New Research Reveals Societal Value of Male Elephants

For too long, older male elephants have been considered loners with little value to elephant societies by zoos. This reasoning has underpinned their abuse and exploitation in captivity, and has helped to justify killing them in the wild. However, a new study has upended this old and harmful notion, and shed more light on how valuable older males are beyond their intrinsic value as individuals.

Female and young elephants live together in herds of ten or more. Led by older female elephants known as matriarchs, these herds contain females of all ages along with young males. When the males become teenagers, they decide to strike out on their own and leave the herd. 

It was long thought that males remain alone, having little contact with other elephants, and thus that they would bring essentially no value to elephant society. However, new research suggests that males, particularly older bulls, pass along critical social and cultural knowledge to younger males. All-male groups are often led by these older bulls, who appear to serve a similar function as matriarchs. They act as mentors, helping newly-independent young males navigate new, unfamiliar environments, and the oldest are most likely to lead group movements.

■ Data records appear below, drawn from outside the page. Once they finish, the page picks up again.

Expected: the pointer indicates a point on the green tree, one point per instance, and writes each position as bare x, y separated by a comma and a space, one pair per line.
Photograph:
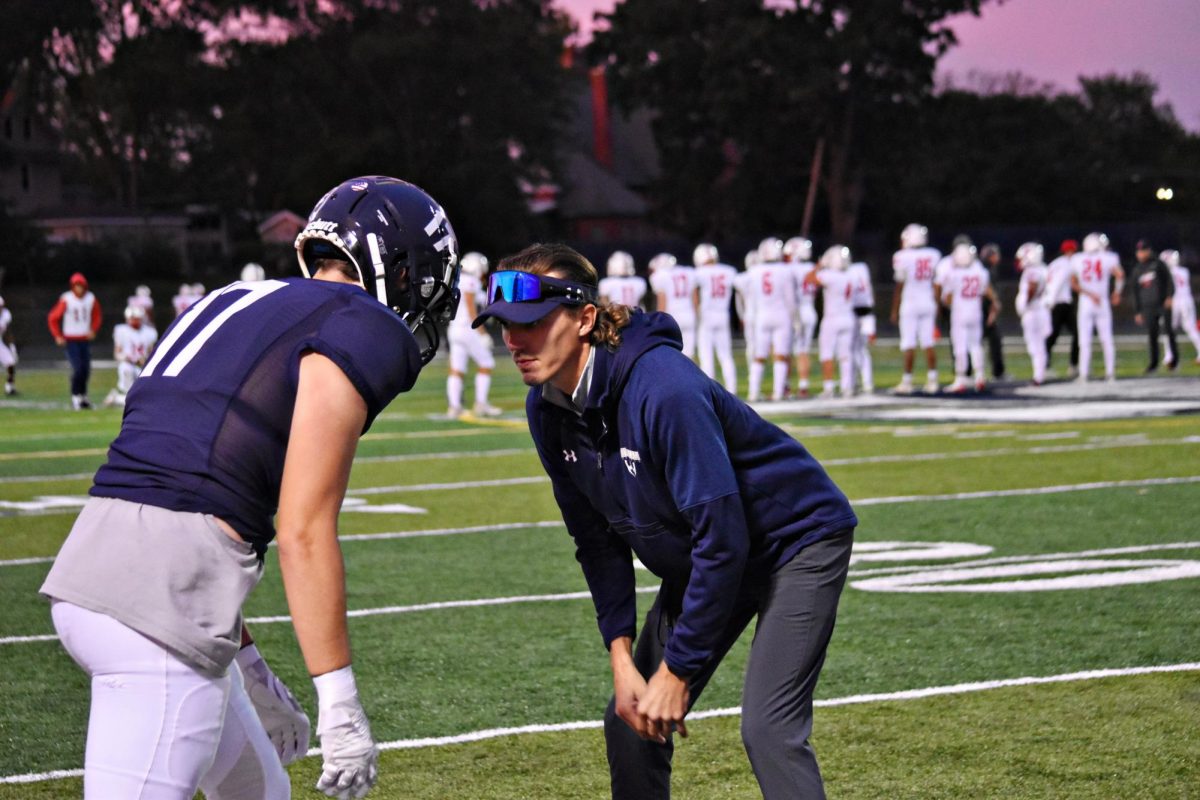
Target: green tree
744, 92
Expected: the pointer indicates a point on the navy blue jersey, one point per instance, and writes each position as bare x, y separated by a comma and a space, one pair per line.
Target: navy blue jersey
207, 425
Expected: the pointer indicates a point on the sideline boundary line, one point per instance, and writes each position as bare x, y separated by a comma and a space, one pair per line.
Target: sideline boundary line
853, 699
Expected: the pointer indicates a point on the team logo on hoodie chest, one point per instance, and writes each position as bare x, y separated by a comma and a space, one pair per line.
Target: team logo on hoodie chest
631, 459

These new findings directly challenge the notion that it is okay to target males during trophy hunts, and successfully contradicts the falsehood that zoos often peddle as they move male elephants from facility to facility in order to invasively breed them. 

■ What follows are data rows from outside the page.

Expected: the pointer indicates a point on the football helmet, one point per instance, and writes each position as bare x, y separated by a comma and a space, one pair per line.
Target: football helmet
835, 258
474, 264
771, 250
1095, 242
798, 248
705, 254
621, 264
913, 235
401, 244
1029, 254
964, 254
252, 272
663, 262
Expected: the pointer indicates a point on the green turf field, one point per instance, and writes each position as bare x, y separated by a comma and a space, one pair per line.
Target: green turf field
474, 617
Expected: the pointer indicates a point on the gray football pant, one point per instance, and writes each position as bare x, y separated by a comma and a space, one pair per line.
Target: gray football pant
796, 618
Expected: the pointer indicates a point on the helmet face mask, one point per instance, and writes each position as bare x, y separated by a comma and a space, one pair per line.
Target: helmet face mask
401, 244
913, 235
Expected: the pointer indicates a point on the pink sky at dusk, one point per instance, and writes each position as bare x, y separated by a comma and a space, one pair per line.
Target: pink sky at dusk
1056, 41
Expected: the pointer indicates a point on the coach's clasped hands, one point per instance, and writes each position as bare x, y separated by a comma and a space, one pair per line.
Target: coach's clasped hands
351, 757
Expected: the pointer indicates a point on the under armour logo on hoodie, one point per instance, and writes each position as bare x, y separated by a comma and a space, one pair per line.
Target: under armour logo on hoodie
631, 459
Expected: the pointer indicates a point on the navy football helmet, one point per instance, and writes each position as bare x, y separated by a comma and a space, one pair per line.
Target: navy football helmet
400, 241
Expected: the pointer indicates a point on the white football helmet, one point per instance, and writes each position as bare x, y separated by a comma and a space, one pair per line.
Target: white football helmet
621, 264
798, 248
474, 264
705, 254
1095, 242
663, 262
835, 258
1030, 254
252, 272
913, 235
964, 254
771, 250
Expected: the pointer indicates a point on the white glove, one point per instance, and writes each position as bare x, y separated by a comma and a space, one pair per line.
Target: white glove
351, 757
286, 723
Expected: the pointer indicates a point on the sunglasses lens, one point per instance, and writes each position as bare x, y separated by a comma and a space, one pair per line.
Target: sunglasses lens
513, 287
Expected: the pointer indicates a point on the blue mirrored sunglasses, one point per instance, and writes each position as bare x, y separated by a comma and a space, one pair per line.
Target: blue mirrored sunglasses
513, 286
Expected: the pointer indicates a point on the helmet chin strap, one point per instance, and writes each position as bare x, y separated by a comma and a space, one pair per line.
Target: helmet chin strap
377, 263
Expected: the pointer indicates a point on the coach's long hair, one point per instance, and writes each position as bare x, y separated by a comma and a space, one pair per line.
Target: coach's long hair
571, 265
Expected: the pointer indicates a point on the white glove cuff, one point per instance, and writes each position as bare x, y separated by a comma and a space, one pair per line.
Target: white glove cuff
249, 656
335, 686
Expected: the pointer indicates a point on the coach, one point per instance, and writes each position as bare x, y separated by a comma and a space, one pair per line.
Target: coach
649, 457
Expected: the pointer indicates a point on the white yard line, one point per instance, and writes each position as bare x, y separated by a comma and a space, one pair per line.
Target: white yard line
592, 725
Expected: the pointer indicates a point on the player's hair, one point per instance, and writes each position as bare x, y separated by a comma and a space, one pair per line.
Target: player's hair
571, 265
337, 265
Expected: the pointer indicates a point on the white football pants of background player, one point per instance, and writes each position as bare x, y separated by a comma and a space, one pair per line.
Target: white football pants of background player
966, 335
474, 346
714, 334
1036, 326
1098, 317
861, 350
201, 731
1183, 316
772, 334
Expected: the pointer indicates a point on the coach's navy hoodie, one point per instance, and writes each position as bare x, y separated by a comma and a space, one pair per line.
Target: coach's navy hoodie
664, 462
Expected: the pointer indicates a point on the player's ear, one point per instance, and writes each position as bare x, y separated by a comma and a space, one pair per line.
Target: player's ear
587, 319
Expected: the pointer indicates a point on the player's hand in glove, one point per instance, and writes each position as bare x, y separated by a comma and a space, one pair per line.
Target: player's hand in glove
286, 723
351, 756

Last year, the San Diego Zoo and Safari Park earned a spot on our 10 Worst Zoos for Elephants list when it broke up four young male elephants and one older male, sending them to different facilities. The young elephants were between nine and ten-years-old, which is far younger than males would leave their herds in the wild. Regardless of age, elephants do not leave their herds abruptly. Rather, this is a gradual process, and most importantly, it is done on their terms; they decide when they want to leave. In zoos, elephants aren’t allowed to make these important life-decisions; they are denied the ability to make any meaningful decisions about their own lives at all.

The zoo industry can no longer claim that it is acceptable to hold any elephant — even an older male — in solitary confinement in captivity. This new research indicates that males are critical for healthy elephant societies. Zoos are simply unable to meet these needs and should release all their elephant captives to accredited elephant sanctuaries.